Quality of life remains a subjective ideal. Some of the cities that rank highest on annual lists of "10 best places to live" can easily rank low in the eyes of those seeking different amenities and priorities.

Yet the longing for a better quality of life is what prompts frazzled workers in crowded cities to dream of running an inn in Vermont. In recent years it is also what has driven more than a million Californians to pull up stakes and point their Cherokees and Land Rovers - the late-20th-century version of covered wagons - east to resettle in the "new frontier" of Idaho and Nevada, where they hope to trade fast-lane lives for simpler pleasures, friendlier people, and safer neighborhoods.

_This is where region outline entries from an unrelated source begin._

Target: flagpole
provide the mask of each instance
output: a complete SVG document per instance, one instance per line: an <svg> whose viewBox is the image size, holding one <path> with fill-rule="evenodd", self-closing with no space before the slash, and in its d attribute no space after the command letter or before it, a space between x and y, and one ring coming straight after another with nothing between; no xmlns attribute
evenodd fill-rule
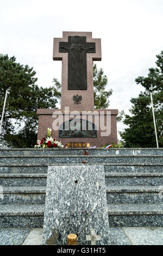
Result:
<svg viewBox="0 0 163 256"><path fill-rule="evenodd" d="M153 98L152 98L152 94L151 92L150 92L150 94L151 94L151 104L152 104L152 112L153 112L153 122L154 122L154 130L155 130L155 139L156 139L156 142L157 148L159 148L159 143L158 143L158 139L157 130L156 130L156 125L155 125Z"/></svg>
<svg viewBox="0 0 163 256"><path fill-rule="evenodd" d="M8 89L7 90L6 93L5 93L4 102L4 105L3 105L3 112L2 112L2 118L1 118L1 124L0 124L0 134L1 133L2 123L3 123L3 118L4 118L4 110L5 110L5 103L6 103L6 101L7 101L7 98L8 94L10 94L9 92L8 92Z"/></svg>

In scaling back, these "lifestyle migrants" exemplify a growing realization that energy-efficient living involves conserving time and personal energy as much as it involves preserving natural resources.

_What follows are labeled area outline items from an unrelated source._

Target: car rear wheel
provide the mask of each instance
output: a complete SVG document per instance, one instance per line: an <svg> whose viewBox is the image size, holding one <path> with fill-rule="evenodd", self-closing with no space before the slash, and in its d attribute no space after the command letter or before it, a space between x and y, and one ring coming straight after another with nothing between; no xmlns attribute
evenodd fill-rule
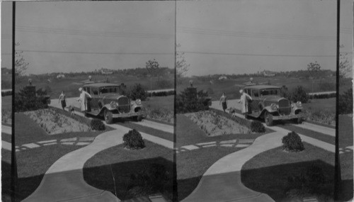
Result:
<svg viewBox="0 0 354 202"><path fill-rule="evenodd" d="M295 114L296 115L298 115L298 114L301 114L301 111L298 110L297 111L295 111ZM302 124L302 120L303 120L303 118L302 118L302 116L300 116L299 118L295 118L295 122L297 124Z"/></svg>
<svg viewBox="0 0 354 202"><path fill-rule="evenodd" d="M137 121L137 122L142 121L142 116L139 115L139 116L135 116L134 117L134 120L135 121Z"/></svg>
<svg viewBox="0 0 354 202"><path fill-rule="evenodd" d="M271 115L269 112L266 111L264 114L264 122L268 126L273 125L273 115Z"/></svg>
<svg viewBox="0 0 354 202"><path fill-rule="evenodd" d="M112 114L112 112L107 108L105 109L104 117L105 121L107 124L111 124L112 123L113 123L113 116Z"/></svg>

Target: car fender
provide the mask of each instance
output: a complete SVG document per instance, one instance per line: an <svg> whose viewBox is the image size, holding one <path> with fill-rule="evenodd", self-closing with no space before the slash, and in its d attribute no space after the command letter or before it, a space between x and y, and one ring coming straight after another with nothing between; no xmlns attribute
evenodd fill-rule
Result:
<svg viewBox="0 0 354 202"><path fill-rule="evenodd" d="M112 110L115 110L115 109L116 109L115 108L113 108L113 107L111 107L110 103L106 103L106 104L105 104L105 105L102 107L102 109L103 109L103 108L107 108L107 109L108 109L108 110L109 110L109 111L112 111ZM101 111L102 111L102 109L101 109Z"/></svg>
<svg viewBox="0 0 354 202"><path fill-rule="evenodd" d="M302 111L302 109L303 109L302 106L295 106L294 107L292 108L291 111L292 113L295 113L295 111L298 110Z"/></svg>
<svg viewBox="0 0 354 202"><path fill-rule="evenodd" d="M277 109L272 109L272 108L270 106L265 106L262 111L262 113L263 113L264 111L267 111L268 112L269 112L270 113L273 113L274 112L276 112L278 111Z"/></svg>

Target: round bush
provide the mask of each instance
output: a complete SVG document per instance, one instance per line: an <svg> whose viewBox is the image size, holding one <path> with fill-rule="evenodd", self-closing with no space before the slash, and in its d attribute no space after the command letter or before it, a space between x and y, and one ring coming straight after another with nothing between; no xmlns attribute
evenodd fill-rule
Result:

Downsizing, the reigning corporate philosophy of the past few years, can be cruel when it is decreed by someone else and results in the loss of a paycheck. But when the transition is personal rather than professional - and totally voluntary - it can bring a satisfying new freedom.

A month before our neighbors packed up for exurbia, a colleague and his wife made a reverse move. Realizing that the two hours they spent commuting every day hardly counted as "quality time," they sold their four-bedroom house on a three-acre plot and moved to a two-bedroom high-rise in the city. They traded trees and grass and exurban tranquillity for the freedom and convenience of a short walk to work. Less hassle. More time. More control.

"Quality of life" makes a fine round phrase. It is an improvement on its predecessor, "standard of living" - a term that smelled of money, luxury cars, private schools, and elite addresses. Yet whenever the word "quality" lives up to its meaning, it has little to do with external conditions or material resources. If the real subject is a happy life, the fundamental needs tend to be loyal friends, a family in harmony, and work of interest that is worth doing.

In the scaled-back '90s, what used to be known simply as a good life may not always conform to traditional patterns of upward mobility. When trading up - "progress" - requires too many trade-offs in time and money and work, the refreshing new dictum may be: The moving van - like the buck - stops here.